Sí, este artículo es impopular. Y necesario

Roberto Blanco Valdés
Roberto L. Blanco Valdés EL OJO PÚBLICO

OPINIÓN

17 dic 2017 . Actualizado a las 05:00 h.

Que los oropeles de la meca del cine conocida por las gigantes letras blancas situadas en la colina más famosa del planeta -originariamente el anuncio de una promoción inmobiliaria: Hollywoodland- esconden incontables frustraciones, sufrimientos, abusos y desengaños, es bien sabido. Basta leer, entre la mucha literatura que el tema ha producido, el libro que ya en 1959 dejó escrito Kenneth Anger (Hollywood Babilonia) para enterarse de que aquella fábrica de ilusiones se alimenta de muchísimo talento, pero también de grandes dosis de mugre ética y moral, que convierte a no pocos meritorios y, sobre todo, meritorias, en la carne de cañón de quienes mandan en el negocio del show business.

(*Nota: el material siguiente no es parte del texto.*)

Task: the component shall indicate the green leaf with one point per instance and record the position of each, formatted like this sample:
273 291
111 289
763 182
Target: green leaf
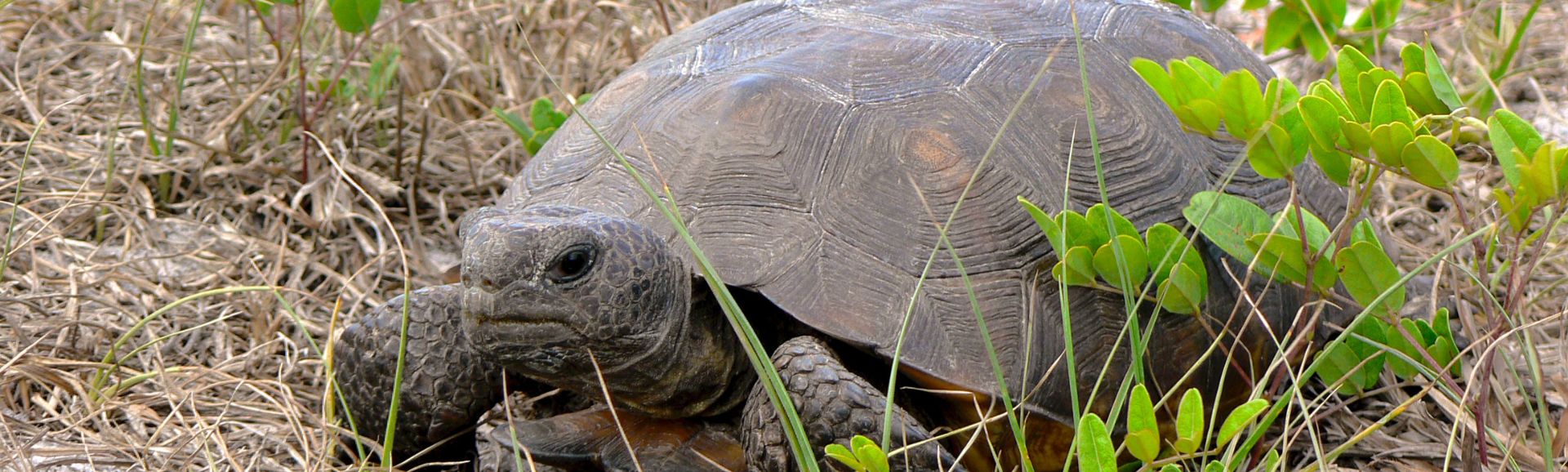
1159 80
1396 341
1431 162
1390 104
1118 225
1080 234
1438 78
1200 115
514 122
1316 231
1094 446
1356 136
1419 95
1143 432
1547 173
1189 83
1414 59
1322 122
1242 102
354 16
1239 419
1280 95
1281 256
1365 233
1209 74
540 137
1388 143
1271 153
1440 325
1169 248
1189 422
1351 65
1046 225
1370 354
1445 354
1137 264
1368 272
1076 267
869 453
1183 291
1370 82
1341 366
1232 221
541 114
844 456
1283 27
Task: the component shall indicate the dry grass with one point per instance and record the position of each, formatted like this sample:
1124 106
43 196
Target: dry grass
105 231
99 243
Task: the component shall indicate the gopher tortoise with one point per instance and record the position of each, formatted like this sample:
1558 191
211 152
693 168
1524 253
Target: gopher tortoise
814 148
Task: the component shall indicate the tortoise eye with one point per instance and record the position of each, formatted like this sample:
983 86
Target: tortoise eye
571 264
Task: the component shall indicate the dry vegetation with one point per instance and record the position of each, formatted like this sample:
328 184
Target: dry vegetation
102 231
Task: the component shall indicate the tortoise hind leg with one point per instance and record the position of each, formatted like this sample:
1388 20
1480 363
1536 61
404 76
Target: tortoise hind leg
446 385
835 405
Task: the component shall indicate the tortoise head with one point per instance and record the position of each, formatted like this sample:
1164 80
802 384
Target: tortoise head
565 295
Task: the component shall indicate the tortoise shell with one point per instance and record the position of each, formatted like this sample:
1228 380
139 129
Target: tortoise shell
814 148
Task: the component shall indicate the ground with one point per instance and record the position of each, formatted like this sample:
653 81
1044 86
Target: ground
132 233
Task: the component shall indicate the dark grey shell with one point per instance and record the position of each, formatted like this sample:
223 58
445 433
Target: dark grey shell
814 146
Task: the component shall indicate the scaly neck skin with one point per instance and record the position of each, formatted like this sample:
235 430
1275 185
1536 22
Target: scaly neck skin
698 369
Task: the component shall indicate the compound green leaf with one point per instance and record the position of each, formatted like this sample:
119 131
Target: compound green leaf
1431 162
1159 80
1509 132
1189 422
1242 104
1120 225
1438 78
1414 59
1046 225
354 16
1076 267
1388 143
1271 153
1368 272
1390 104
1136 257
1239 419
1200 115
1094 446
1183 291
1351 65
1230 221
844 456
1143 432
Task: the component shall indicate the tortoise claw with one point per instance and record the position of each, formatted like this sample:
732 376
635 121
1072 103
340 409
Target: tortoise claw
835 405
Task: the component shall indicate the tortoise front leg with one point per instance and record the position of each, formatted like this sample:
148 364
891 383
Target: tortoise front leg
446 385
835 405
625 441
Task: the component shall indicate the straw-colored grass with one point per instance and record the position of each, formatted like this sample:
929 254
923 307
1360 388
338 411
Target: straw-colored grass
100 229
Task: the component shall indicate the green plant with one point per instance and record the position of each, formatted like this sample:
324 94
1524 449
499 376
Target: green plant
862 455
1372 124
543 121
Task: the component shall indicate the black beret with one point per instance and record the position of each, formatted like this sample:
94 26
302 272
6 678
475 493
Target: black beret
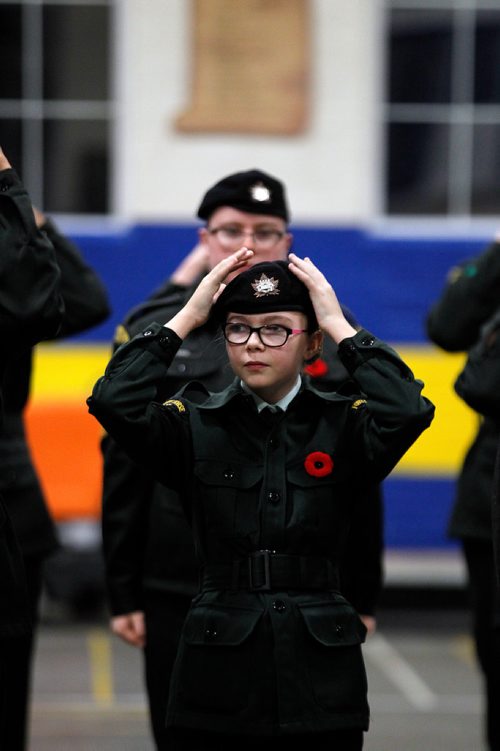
252 191
267 287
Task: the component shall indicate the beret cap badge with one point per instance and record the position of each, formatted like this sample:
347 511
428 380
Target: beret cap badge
265 285
260 192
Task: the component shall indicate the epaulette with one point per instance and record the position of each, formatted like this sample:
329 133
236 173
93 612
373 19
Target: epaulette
358 404
121 335
175 405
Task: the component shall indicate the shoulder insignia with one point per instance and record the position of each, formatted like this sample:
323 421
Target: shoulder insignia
175 404
358 403
121 335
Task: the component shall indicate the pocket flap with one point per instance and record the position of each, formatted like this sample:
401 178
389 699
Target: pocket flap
333 624
211 626
227 474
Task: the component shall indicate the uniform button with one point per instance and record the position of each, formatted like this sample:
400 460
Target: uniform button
273 496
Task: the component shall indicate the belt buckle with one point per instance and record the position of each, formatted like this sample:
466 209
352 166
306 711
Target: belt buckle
256 555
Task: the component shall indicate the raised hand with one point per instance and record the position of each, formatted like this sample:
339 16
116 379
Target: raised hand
197 309
4 162
328 311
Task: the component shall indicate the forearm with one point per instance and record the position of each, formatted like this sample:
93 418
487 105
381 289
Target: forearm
30 297
85 296
397 412
469 299
127 400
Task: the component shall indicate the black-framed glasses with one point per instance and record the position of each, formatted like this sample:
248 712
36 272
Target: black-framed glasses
271 334
234 237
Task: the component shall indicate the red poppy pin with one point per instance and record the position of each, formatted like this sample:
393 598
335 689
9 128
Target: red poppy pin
317 368
318 464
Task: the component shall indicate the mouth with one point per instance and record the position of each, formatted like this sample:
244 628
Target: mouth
254 365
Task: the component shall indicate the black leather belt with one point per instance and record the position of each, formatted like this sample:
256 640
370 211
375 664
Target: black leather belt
265 570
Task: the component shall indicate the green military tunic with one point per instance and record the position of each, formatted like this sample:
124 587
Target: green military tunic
269 646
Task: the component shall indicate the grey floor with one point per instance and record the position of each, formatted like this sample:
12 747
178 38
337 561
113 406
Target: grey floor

Por eso, no tengo dudas de que Harvey Weinstein, a quien deben sus carreras y sus Oscar no pocas actrices del star system, es un depredador sexual que hizo de su profesión una forma de acosar a las mujeres abusando del inmenso poder que tenía para lanzarlas al estrellato o estrellarlas. Lo mismo cabe decir de Kevin Spacey, tan gran actor como al parecer miserable ser humano, que durante años ha vivido convencido de tener derecho a abusar sexualmente de cualquier varón que se le pusiera por delante y fuera de su gusto.

Lo que está ocurriendo en Hollywood demuestra que los abusos sexuales son un ataque a la libertad de las personas (de las mujeres sobre todo) que no conoce límites de clase, país o profesión. Y demuestra que perseguirlos es una tarea indispensable en la lucha por los derechos civiles, entre los cuales está sin duda el de no tener relaciones sexuales con quien uno no lo desea libremente.

Pero lo que está ocurriendo en Hollywood pone también de relieve que la lucha indispensable contra una lacra social intolerable puede derivar en una caza de brujas en la que cualquier acusación equivalga automáticamente a una condena y en la que la presunción de inocencia a la que todo acusado tiene derecho se deslice, de forma general, hacia una probatio diabólica: aquella por virtud de la cual es el acusado quien ha de demostrar su inocencia y no el acusador quien debe probar la culpabilidad.

Tal situación se presta, claro está, entre otras muchas cosas, a todos los ajustes de cuentas que es posible imaginar cuando basta acusar a alguien de acoso sexual para acabar con su vida y su carrera, pues la presunción social de que el acusado es culpable no puede combatirse ya por nadie so pena de ser socialmente vilipendiado sin piedad.

No me cuesta imaginar lo que ello podría suponer en el mundo de la empresa, la administración o la Universidad, por poner solo tres ejemplos. Por eso, aunque sé bien que este artículo es impopular, creo que mi obligación moral como jurista y defensor de la libertad es escribirlo: porque la causa de la liberación de las mujeres es demasiado importante como para defenderla sin denunciar el peligro de que pueda aprovecharse espuriamente por algunos para acabar con los principios en los que se basa la libertad y la seguridad jurídica de todos.